Éducation-Coronavirus : Les cours à travers les médias ont démarré hier, mais des interrogations demeurent

Annoncé depuis quelques jours, le gouvernement du Mali, à travers le Ministère de l’éducation nationale, de l’enseignement supérieur et de la recherche scientifique (MENESRS) a donné le ton de la continuité des activités pédagogiques à l’école à travers la télévision nationale, à la radio et sur internet. Les élèves des classes d’examens ont été les plus sollicités pour cette première journée. Selon le département, cette démarche s’inscrit dans la volonté du gouvernement de respecter le droit à l’éducation de tous les enfants pendant cette période difficile que traverse notre nation mais aussi à inscrire, à long terme, l’enseignement à distance dans nos pratiques éducatives.

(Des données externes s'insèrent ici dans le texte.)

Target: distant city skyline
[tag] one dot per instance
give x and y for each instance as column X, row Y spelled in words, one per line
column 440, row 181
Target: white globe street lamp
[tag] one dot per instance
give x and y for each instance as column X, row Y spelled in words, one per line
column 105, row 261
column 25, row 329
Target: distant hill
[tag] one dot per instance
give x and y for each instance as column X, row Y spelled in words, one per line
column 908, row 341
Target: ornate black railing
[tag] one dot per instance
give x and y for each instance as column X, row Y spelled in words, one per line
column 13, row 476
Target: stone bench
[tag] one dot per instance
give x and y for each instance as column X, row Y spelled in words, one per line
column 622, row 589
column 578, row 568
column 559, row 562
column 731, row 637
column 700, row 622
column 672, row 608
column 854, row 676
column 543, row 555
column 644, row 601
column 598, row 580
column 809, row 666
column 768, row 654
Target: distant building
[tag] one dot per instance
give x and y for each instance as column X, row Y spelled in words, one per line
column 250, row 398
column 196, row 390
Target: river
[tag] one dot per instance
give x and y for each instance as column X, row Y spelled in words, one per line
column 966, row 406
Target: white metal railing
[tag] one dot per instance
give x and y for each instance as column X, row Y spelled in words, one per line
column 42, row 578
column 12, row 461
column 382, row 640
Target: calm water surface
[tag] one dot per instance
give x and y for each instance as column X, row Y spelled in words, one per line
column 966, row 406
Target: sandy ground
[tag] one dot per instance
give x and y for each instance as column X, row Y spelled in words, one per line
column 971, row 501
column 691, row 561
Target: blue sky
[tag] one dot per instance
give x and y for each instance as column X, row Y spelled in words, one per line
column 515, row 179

En effet, cette  initiative  a été développée  par  le gouvernement,  pour réfléchir à la mise  en place  d’un dispositif  pour assurer  la continué  pédagogique,  avec  la  problématique  de Coronavirus ou  Covid-19  au Mali qui a contraint l’État  de fermer  les écoles  de trois semaines  d’abord,  puis prolongée  au  9 mai  prochain.  Face  à la situation, estime le département, il est capital  que  les  élèves et les  étudiants  continuent  d’apprendre. D’où cette idée d’assurer  la continuité  pédagogique à travers  les mediums  tels  que  la télévision, la  radio  et  l’internet et  autres réseaux sociaux. Pour la réussite de cette opération, avait dit le ministère, il apparait  important  et nécessaire que chacun s’investisse pour porter  l’information  auprès  des parents d’élèves, des élèves, des élus et de toute la communauté éducation.  «Toutes  les administrations  scolaires  doivent se  sentir  concernées et accompagner  le  processus. Il vous  sera incessamment demandé  de mettre en place  des  comités  Pédagogiques  qui s’attèleront  à la production des ressources  pédagogiques  destinées  à  être diffusées  sur la radio, la télévision et l’internet et  autres réseaux sociaux», avant indiqué les autorités éducatives du pays.

Mais cette nouvelle pédagogie scolaire soulèvent beaucoup d’interrogation à savoir : comment  les élèves  ont suivi  les cours? Comment  les  élèves  des  zones  les plus reculés  du Mali ont suivi les cours? Comment se passe l’interaction entre les  élèves  et les maitres?  En dehors  des cours  aussi, les  classes  étant  fermées, comment  les  élèves pourront  avoir  des réponses  à leurs soucis ? Comment les  évaluations seront-elles faites ?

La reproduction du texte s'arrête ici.